Shapira is a two-time Olympian. He competed on behalf of Israel at the 2008 Summer Olympics in Beijing, China. In the 100 meter freestyle he swam a 49.10 (a national record) and came in 26th, and in the 200 meter freestyle he swam a 1:47.78 (also a national record) in the first heat, and a 1:48.16 in the semi-finals, coming in 15th. He was the first Israeli swimmer to compete in an Olympic semi-finals.

He competed on behalf of Israel at the 2012 Summer Olympics, in London in the 200 m freestyle, finishing in 21st place.

===Maccabiah Games===
He won a silver medal in the 100 m freestyle (49.02; behind Jason Lezak, and a new Israeli record) at the July 2009 Maccabiah Games.

=== Entrepreneurship and business ===
Shapira was born to a family of business owners and saw all the ups and downs that came with owning your own business. At age 7, he began to raise and sell rabbits from his family farm in South Israel. Upon graduating The University of Arizona in 2013, he got into the business side of the swimming world and started a swim club and swim school. After starting AquaSwimClub with only $480 and turning it into a successful 7-location business, Shapira began to focus more on the swim school side of the industry.
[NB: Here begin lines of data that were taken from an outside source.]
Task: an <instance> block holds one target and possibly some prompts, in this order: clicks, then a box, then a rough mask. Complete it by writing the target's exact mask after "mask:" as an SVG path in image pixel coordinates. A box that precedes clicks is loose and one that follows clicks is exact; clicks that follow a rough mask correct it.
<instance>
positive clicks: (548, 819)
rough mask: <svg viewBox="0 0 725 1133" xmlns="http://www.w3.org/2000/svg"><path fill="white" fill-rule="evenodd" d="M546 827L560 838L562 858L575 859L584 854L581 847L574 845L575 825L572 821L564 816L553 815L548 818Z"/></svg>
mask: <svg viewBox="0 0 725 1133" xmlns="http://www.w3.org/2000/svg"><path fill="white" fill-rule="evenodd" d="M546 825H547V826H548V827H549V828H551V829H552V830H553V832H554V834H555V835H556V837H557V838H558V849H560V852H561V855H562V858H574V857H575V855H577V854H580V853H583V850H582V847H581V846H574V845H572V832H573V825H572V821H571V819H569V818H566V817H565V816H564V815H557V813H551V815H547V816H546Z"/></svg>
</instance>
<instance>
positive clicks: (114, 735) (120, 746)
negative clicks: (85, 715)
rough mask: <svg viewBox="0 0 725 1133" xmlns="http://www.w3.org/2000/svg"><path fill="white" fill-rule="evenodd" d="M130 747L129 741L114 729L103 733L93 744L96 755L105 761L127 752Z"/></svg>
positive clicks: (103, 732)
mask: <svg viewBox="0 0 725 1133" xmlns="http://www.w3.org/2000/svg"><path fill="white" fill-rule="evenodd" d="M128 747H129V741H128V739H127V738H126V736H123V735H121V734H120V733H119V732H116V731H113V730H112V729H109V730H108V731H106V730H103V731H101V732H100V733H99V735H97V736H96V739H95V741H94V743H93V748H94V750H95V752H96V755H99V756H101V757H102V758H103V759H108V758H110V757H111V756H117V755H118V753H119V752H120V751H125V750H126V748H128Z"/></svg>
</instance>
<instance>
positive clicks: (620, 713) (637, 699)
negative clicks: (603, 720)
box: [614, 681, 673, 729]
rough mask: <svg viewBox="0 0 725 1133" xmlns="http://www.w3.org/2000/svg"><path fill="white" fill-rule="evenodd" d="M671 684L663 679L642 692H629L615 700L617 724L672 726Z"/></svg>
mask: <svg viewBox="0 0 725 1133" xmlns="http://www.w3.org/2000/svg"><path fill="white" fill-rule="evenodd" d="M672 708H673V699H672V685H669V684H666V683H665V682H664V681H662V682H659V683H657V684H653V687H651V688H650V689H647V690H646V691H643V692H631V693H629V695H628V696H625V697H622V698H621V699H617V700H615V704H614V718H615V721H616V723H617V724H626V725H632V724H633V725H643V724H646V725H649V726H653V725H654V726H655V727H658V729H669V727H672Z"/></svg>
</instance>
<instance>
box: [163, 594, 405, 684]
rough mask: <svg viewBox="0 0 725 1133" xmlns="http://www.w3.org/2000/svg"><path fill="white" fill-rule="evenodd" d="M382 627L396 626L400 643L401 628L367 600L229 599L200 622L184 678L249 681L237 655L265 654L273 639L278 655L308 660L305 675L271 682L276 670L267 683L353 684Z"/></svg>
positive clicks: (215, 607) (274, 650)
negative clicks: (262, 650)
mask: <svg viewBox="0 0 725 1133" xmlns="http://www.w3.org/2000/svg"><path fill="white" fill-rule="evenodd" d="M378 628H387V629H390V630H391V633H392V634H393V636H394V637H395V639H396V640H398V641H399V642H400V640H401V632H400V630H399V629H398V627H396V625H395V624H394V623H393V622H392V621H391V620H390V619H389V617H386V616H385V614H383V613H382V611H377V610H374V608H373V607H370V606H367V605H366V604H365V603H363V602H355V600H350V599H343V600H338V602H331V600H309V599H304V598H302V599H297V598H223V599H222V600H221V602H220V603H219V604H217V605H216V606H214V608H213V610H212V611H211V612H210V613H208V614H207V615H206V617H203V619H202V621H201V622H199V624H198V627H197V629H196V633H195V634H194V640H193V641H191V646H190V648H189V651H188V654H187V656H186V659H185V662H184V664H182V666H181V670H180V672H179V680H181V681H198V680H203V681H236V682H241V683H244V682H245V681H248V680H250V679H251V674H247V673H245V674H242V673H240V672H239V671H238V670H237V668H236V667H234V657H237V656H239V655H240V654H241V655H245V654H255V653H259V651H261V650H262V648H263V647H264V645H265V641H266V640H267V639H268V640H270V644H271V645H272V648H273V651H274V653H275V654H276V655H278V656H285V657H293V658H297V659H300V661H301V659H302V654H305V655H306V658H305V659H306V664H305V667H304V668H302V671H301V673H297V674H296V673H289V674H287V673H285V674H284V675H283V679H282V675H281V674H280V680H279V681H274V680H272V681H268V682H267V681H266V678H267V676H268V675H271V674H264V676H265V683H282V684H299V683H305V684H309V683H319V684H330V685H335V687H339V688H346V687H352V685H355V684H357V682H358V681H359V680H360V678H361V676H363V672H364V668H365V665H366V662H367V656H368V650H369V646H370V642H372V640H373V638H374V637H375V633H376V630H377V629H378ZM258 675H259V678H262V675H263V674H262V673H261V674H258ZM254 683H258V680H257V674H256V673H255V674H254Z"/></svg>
Today, AQUAfin Swim School is the number one swim school in Northeast Florida, with 3 locations in and around Jacksonville, FL and still growing. Shapira has recently begun his journey as a franchisor with AQUAfin Swim School's first franchise location opening in August 2022 in Orange City, FL. He is also a real estate investor with $6m+ of personal holdings.